Пожалуйста, сразу пишите источник базы, актуальность, количество, цену и сколько готовы давать на тест (после теста даю отчет). Желательно сразу скинуть список баз в виде прайса с описанием!*
КОНТАКТЫ: скайп infobiz12, телеграмм leadgen12 ,джаббер leadgen12@jabber.ru или почта leadgen12@protonmail.com

----------


## kiramamedova16

Если вас это заинтересует, то я хотел бы вам предложить сыграть в одном из лучших казино на просторах рунета, так же вас ожидают куча бонусов и призов, множество игровых слотов на любой вкус. Переходите по этой ссылке http://slotses.com/reviews/lavina/ и играйте.

----------


## BAYRON HILL

*Базы под заказ и те, что есть в наличии. Занимаемся тематикой форекс, финансовые рынки, крипта, инвестиции, казино.
Также занимаемся тематикой банки: банковские выгрузки, физы.
Имеем возможность фильтровать базы по параметру регион и возраст. Мужчины и женщины.
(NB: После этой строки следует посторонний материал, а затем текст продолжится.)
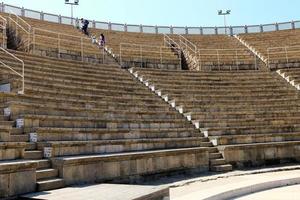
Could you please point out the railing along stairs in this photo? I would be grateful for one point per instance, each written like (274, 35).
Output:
(20, 74)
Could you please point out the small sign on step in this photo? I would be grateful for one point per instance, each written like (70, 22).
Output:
(7, 112)
(20, 123)
(33, 137)
(47, 152)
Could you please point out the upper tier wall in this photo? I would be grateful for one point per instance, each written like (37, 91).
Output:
(232, 30)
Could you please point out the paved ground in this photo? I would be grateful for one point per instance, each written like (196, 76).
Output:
(98, 192)
(206, 188)
(183, 187)
(288, 193)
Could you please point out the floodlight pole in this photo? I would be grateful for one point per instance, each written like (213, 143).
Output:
(228, 12)
(72, 4)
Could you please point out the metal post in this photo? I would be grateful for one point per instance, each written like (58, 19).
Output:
(141, 52)
(293, 25)
(199, 60)
(42, 16)
(218, 59)
(103, 55)
(276, 27)
(246, 29)
(236, 60)
(121, 55)
(160, 55)
(286, 55)
(22, 12)
(72, 14)
(58, 44)
(2, 7)
(201, 31)
(231, 30)
(261, 28)
(59, 19)
(141, 28)
(225, 24)
(81, 44)
(255, 61)
(33, 45)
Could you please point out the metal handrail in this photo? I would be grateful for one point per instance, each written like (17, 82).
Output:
(141, 49)
(3, 26)
(19, 18)
(17, 73)
(28, 32)
(60, 37)
(195, 48)
(284, 50)
(236, 59)
(168, 39)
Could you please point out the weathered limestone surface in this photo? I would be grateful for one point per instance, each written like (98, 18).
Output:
(11, 150)
(259, 154)
(90, 169)
(17, 178)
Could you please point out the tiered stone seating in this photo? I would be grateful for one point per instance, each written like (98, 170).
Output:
(222, 52)
(60, 40)
(96, 117)
(291, 75)
(278, 57)
(252, 116)
(148, 48)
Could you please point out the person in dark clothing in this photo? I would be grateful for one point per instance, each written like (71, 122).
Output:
(85, 24)
(102, 40)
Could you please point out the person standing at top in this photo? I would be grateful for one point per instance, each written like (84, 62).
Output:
(85, 24)
(102, 40)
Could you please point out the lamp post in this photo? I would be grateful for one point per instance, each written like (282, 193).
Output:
(224, 13)
(73, 3)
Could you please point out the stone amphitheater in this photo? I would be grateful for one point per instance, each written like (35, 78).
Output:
(190, 106)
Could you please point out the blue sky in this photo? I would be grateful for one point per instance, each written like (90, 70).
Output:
(173, 12)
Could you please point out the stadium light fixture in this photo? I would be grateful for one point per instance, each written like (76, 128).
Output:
(72, 3)
(224, 13)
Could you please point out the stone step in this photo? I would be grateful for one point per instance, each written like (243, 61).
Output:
(215, 155)
(50, 184)
(43, 164)
(219, 161)
(43, 174)
(30, 146)
(19, 138)
(221, 168)
(33, 155)
(16, 131)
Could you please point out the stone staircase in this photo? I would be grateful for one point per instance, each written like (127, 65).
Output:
(244, 114)
(216, 160)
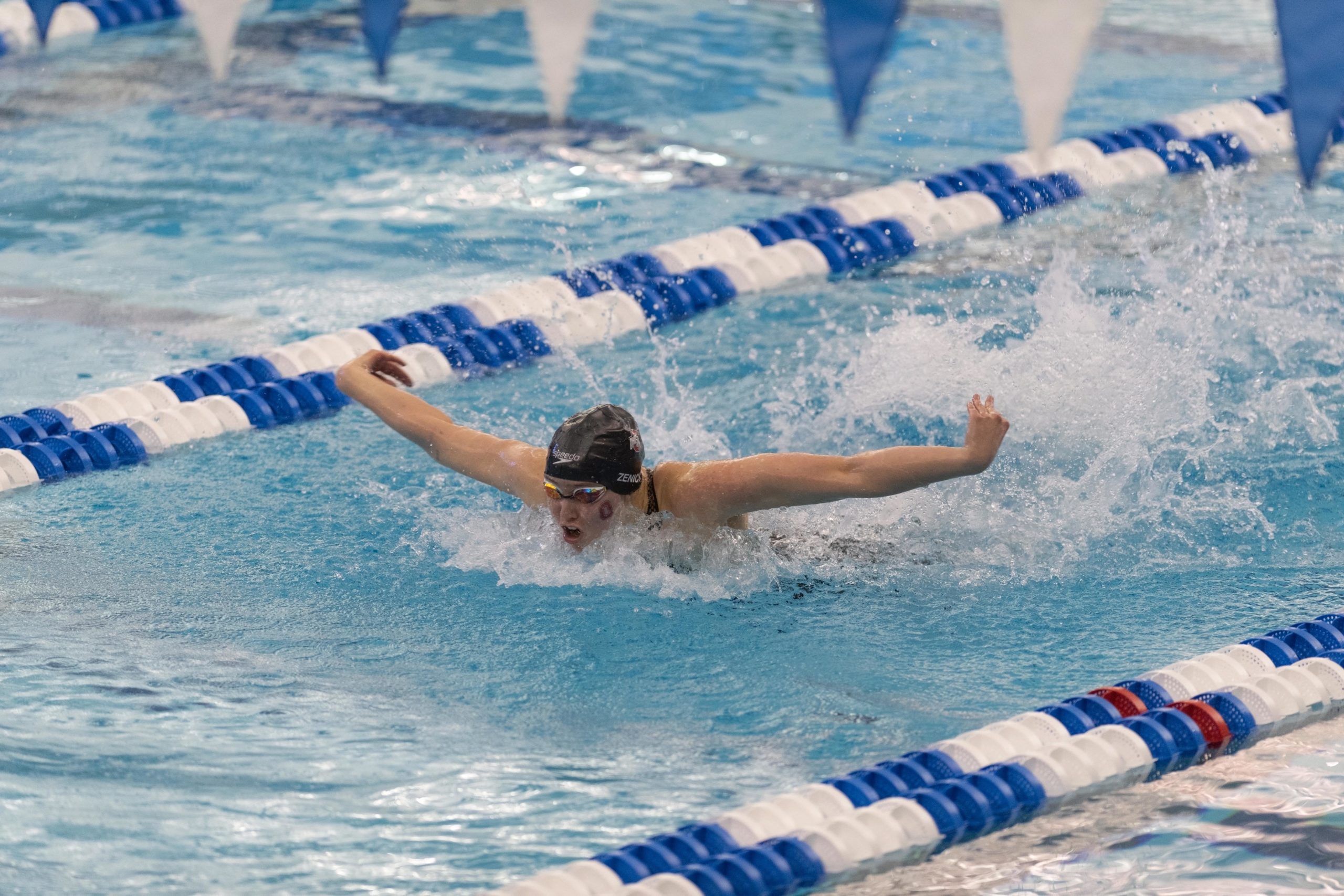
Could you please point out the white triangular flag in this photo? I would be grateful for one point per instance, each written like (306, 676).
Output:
(1046, 44)
(560, 33)
(217, 23)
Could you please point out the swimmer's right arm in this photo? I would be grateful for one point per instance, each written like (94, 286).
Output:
(508, 465)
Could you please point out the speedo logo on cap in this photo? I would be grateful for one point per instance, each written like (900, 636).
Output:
(565, 457)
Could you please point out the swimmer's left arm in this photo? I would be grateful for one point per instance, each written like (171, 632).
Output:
(719, 491)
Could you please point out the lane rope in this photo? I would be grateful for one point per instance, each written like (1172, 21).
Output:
(521, 323)
(906, 809)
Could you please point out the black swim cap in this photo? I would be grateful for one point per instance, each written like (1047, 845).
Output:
(600, 445)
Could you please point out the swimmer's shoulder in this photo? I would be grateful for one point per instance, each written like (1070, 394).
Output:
(683, 488)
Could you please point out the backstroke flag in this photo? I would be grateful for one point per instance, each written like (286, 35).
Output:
(1046, 42)
(560, 33)
(382, 19)
(858, 39)
(42, 11)
(217, 23)
(1312, 33)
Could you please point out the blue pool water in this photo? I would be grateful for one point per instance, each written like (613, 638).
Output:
(306, 661)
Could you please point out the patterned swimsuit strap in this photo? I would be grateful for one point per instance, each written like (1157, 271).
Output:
(654, 496)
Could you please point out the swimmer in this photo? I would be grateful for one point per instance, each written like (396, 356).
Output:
(592, 476)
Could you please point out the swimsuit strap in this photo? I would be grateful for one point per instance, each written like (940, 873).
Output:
(654, 496)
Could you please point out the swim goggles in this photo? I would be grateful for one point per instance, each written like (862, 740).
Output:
(588, 495)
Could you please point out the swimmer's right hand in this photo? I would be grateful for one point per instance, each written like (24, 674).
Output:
(385, 366)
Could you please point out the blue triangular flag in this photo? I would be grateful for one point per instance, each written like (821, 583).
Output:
(1314, 34)
(858, 38)
(42, 13)
(382, 20)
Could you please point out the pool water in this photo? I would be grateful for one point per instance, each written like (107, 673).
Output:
(307, 661)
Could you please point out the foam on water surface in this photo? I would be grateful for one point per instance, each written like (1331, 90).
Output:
(308, 660)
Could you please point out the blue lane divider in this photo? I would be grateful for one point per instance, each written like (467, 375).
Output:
(954, 804)
(834, 246)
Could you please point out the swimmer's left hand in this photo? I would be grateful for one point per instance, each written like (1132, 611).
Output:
(985, 430)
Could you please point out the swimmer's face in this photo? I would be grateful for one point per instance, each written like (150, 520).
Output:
(582, 524)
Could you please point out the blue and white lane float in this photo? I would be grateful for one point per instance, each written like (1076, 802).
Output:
(76, 20)
(636, 292)
(902, 810)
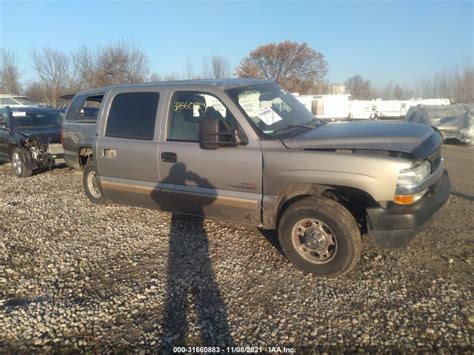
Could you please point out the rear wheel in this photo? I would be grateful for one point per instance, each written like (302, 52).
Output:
(320, 236)
(92, 185)
(19, 159)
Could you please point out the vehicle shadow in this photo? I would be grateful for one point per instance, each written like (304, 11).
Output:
(192, 293)
(462, 195)
(272, 238)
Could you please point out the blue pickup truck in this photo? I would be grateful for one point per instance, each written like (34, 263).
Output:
(30, 138)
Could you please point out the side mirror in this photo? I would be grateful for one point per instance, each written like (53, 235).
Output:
(3, 123)
(208, 133)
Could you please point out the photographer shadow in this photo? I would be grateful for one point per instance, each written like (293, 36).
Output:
(192, 294)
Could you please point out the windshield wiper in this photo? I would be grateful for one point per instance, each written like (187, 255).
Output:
(316, 122)
(292, 126)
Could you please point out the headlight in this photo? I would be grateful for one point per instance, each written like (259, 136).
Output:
(408, 178)
(414, 176)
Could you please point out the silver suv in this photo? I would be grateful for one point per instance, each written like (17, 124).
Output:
(247, 151)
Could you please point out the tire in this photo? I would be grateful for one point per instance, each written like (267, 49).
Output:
(320, 236)
(21, 166)
(92, 186)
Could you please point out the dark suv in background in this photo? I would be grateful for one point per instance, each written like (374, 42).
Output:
(30, 138)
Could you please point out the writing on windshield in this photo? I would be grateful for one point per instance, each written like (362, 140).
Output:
(271, 108)
(28, 119)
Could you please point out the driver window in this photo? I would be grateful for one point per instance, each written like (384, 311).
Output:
(3, 119)
(187, 110)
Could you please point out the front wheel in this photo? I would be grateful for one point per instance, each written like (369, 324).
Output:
(20, 164)
(92, 185)
(320, 236)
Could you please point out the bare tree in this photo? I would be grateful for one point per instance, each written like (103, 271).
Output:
(189, 72)
(155, 77)
(84, 67)
(359, 88)
(220, 67)
(296, 66)
(9, 74)
(206, 69)
(121, 62)
(52, 68)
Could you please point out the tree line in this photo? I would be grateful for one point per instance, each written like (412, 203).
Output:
(456, 85)
(296, 66)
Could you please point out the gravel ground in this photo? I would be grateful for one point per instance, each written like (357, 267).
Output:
(98, 278)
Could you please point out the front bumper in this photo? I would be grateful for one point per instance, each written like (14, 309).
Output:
(396, 225)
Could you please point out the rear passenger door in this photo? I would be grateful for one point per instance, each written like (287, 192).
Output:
(225, 183)
(126, 150)
(4, 135)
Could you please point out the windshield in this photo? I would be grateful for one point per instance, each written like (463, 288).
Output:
(22, 100)
(30, 119)
(273, 110)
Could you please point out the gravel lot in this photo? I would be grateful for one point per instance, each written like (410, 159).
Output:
(78, 276)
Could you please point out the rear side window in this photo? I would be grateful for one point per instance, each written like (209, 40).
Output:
(132, 115)
(84, 108)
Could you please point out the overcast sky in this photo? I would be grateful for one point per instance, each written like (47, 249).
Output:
(401, 41)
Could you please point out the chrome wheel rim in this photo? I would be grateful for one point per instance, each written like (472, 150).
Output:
(92, 185)
(17, 165)
(314, 241)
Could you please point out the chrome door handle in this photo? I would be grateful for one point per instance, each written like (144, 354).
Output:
(109, 153)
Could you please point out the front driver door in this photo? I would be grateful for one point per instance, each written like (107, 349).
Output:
(225, 183)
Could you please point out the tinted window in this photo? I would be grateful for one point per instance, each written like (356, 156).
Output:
(132, 115)
(84, 107)
(188, 108)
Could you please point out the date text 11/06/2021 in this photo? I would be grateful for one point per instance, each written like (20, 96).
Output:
(233, 349)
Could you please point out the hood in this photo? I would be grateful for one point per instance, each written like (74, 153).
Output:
(397, 136)
(46, 135)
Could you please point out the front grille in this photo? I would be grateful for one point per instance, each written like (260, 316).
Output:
(435, 159)
(55, 149)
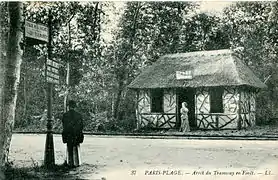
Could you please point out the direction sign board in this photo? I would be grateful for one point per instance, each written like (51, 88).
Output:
(52, 71)
(36, 31)
(184, 75)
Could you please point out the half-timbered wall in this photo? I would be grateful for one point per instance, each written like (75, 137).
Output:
(236, 103)
(247, 108)
(226, 120)
(145, 117)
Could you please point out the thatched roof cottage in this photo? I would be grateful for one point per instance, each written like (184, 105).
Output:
(219, 88)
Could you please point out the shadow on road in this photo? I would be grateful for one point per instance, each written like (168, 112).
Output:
(58, 172)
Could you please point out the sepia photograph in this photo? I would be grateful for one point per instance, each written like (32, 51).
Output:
(139, 90)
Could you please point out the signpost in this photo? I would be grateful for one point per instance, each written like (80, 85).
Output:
(36, 31)
(41, 34)
(49, 158)
(184, 75)
(52, 71)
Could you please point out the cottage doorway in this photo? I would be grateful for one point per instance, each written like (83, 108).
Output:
(188, 96)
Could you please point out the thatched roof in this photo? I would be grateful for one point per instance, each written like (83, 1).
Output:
(209, 68)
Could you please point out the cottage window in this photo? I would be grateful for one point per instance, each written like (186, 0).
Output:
(157, 100)
(216, 100)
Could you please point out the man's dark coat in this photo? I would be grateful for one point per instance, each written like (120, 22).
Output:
(72, 128)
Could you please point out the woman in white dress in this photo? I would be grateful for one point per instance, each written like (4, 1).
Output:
(184, 118)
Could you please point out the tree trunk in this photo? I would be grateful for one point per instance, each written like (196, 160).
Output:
(11, 77)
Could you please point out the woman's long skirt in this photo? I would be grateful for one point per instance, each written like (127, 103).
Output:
(73, 155)
(185, 124)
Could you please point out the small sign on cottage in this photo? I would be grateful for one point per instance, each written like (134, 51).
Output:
(184, 74)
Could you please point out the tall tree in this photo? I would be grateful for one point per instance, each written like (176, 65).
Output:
(9, 85)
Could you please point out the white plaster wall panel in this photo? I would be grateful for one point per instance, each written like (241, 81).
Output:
(169, 101)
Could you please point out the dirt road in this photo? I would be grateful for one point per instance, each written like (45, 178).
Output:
(134, 159)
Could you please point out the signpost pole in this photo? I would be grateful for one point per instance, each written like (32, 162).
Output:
(49, 158)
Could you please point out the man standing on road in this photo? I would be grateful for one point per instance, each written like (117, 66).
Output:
(72, 134)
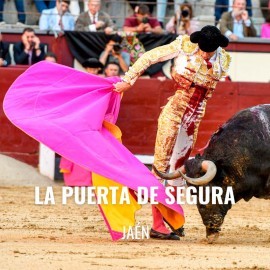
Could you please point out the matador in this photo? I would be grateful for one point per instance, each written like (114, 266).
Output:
(199, 62)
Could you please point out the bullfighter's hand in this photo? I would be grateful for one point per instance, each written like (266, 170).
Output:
(244, 15)
(121, 87)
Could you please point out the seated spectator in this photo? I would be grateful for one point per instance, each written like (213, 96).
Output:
(20, 9)
(113, 53)
(5, 59)
(95, 19)
(142, 22)
(93, 66)
(51, 57)
(29, 51)
(162, 8)
(183, 22)
(236, 23)
(222, 6)
(265, 30)
(265, 7)
(57, 18)
(112, 69)
(44, 4)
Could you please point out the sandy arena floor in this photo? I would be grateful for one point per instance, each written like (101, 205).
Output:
(75, 237)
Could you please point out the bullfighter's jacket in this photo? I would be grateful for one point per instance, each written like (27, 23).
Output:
(194, 83)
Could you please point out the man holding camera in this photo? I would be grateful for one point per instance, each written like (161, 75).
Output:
(142, 22)
(113, 53)
(237, 23)
(29, 51)
(5, 58)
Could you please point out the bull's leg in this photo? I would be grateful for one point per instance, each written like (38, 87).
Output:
(267, 188)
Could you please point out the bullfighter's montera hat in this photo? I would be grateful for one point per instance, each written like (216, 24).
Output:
(209, 38)
(92, 63)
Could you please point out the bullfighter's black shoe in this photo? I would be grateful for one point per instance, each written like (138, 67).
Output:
(180, 231)
(163, 236)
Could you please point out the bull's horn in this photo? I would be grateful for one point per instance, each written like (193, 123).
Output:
(207, 166)
(172, 175)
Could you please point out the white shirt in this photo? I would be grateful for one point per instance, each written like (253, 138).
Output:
(93, 18)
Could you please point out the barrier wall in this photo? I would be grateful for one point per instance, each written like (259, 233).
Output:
(141, 105)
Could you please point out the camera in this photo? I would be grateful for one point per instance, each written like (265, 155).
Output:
(145, 20)
(117, 48)
(32, 45)
(185, 13)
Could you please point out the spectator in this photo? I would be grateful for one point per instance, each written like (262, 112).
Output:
(162, 7)
(142, 22)
(41, 5)
(20, 9)
(236, 23)
(29, 51)
(113, 53)
(183, 22)
(5, 59)
(265, 30)
(136, 3)
(93, 66)
(94, 19)
(51, 57)
(76, 6)
(57, 18)
(222, 6)
(112, 69)
(265, 7)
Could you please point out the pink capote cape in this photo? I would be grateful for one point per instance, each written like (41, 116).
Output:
(64, 109)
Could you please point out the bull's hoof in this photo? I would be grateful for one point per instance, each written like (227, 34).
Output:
(212, 235)
(212, 238)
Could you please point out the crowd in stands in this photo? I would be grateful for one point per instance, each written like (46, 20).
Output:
(233, 17)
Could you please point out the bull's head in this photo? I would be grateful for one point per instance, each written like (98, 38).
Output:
(199, 172)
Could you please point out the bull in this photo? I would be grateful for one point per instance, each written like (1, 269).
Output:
(238, 155)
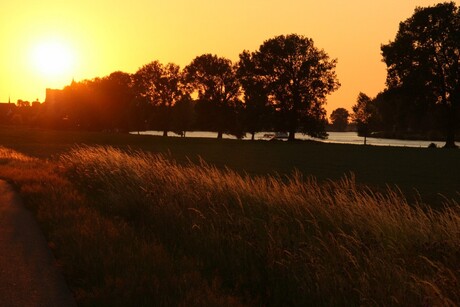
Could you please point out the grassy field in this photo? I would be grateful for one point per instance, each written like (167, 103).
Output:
(151, 221)
(432, 173)
(131, 228)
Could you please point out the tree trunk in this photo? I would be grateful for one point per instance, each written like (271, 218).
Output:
(450, 139)
(450, 128)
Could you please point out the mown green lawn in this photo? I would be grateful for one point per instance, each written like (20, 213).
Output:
(430, 172)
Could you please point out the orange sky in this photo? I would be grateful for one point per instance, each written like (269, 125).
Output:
(102, 36)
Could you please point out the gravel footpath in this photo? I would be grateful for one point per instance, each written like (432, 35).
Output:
(28, 272)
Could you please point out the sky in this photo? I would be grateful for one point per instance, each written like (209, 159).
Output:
(49, 43)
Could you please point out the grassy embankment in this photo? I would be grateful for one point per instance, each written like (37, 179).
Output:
(136, 228)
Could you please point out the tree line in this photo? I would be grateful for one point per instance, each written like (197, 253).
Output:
(422, 94)
(282, 86)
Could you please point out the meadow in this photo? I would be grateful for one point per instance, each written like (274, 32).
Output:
(136, 220)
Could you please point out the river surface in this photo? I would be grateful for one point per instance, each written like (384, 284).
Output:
(334, 137)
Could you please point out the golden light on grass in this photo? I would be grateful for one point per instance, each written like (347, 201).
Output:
(138, 228)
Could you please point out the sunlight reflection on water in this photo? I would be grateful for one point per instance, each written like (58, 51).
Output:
(334, 137)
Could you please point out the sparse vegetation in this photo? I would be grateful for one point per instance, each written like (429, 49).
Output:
(138, 228)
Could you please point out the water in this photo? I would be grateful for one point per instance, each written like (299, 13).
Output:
(334, 137)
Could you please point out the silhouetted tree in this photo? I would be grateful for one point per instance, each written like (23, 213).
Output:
(339, 118)
(362, 114)
(297, 77)
(214, 79)
(183, 115)
(258, 111)
(161, 86)
(424, 59)
(115, 97)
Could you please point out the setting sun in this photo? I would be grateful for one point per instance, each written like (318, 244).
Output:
(52, 59)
ФОРЕКС / ИНВЕСТИЦИИ / КРИПТА
Россия, Украина, Беларусь, Казахстан - 0.6$
Польша, Чехия, Прибалтика, Русская Европа - 0.8$
Англоязычная Европа - 1$

ЧАРДЖБЕК / ТЕРЯВШИЕ / С НЕГАТИВНЫМ ОПЫТОМ
Россия, Украина, Беларусь, Казахстан - 0.8$
Польша, Чехия, Прибалтика, Русская Европа - 1$
Англоязычная Европа - 2$

БАНКИ
Россия (Альфабанк, ВТБ, Сбербанк, Райфайзенбанк, Хоумкредит) - 0.3$
Беларусь (МТБ, Белинвест, ВТБ) - 0.4$
Казахстан (Каспи, Нурбанк, Сбербанк, Алтын) - 0.5$

БАДы Россия
Потенция - 20 руб
Суставы - 18 руб
Сосуды - 18 руб

Делаем скидки
Обращаться в телеграмм - bayronhill*

----------


## spanish data

В постоянном наличии есть базы по форексу и чарджбеку.
Надежные и прибыльные лиды по теме инвестиции и торговля.
Люди, которые интересовались обучением форекс и крипто.
Лиды и контакты, слитые с других компаний в статусе реколл.
Всегда лучшее качество! Замены нелеквида! 24на7
Специализируемся на трафике баз Испанских лидов!
Будем рады найти долгосрочное сотрудничество по Испании и Латинской Америке!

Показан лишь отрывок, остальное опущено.